LLM09: Overreliance - Systems or people overly depending on LLMs without

oversight may face misinformation, miscommunication, legal issues, and security vulnerabilities due to incorrect or inappropriate content generated by LLMs.

LLM10: Model Theft - This involves unauthorized access, copying, or exfiltration

of proprietary LLM models. The impact includes economic losses, compromised competitive advantage, and potential access to sensitive information.

F5 can protect LLMs wherever they are deployed. BIG-IP Advanced WAF and NGINX App Protect use their own advanced AI/ML techniques to protect GenAI workloads deployed on-prem or in containerized environments such as Kubernetes. When GenAI workloads are deployed on the Edge, F5 Distributed Cloud can bring the same level of protection and make it consistent regardless of the environment. For more information on various ways to deploy F5 Distributed Cloud and implementation examples (both manual through the SaaS console and automation), you can consult the “Deploy WAF on any Edge with F5 Distributed Cloud” DevCentral article.

For examples on how NGINX App Protect and F5 Distributed Cloud MultiCloud Networking can secure GenAI workloads, including protection against OWASP’s Sensitive Information Disclosure (LLM06), you can check the following demo:

As shown in this demo, F5 Distributed Cloud enables GenAI applications to be distributed across multiple public clouds (as well as on-prem and private clouds), seamlessly connecting their components with a unitary, single pane of glass, Multicloud Networking (MCN) solution.
F5 XC MCN solution employs Customer Edge sites as "portals" between different environments, allowing services from one environment to be exposed in the other. In the demo above, the LLM remote service from AWS/EKS is being advertised as local to GCP/GKE, to be used by the GenAI application. Since the service is exposed through an HTTP Loadbalancer XC object, a wide range of security features can be enabled for this service, helping secure the MCN connection.
F5 XC Secure MCN (S-MCN) is therefore a complete solution, connecting and securing multicloud and on-prem deployments, regardless of their location.

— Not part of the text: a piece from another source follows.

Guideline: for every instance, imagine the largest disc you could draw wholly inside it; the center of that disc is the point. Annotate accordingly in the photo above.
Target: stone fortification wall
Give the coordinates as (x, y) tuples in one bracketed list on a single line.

API Discovery and enforcement is one of the critical features of F5 Distributed Cloud in this context. Another would be API Rate Limiting, enabling protection against OWASP’s Model Denial of Service (LLM04). You can check the “Protect LLM applications against Model Denial of Service” for an implementation example.

Conclusion

F5 Distributed Cloud capabilities allow customers to use a single platform for connectivity, application delivery, and security of GenAI applications in any cloud location and at the Edge, with a consistent and simplified operational model, a game changer for streamlined operational experience for DevOps, NetOps, and SecOps.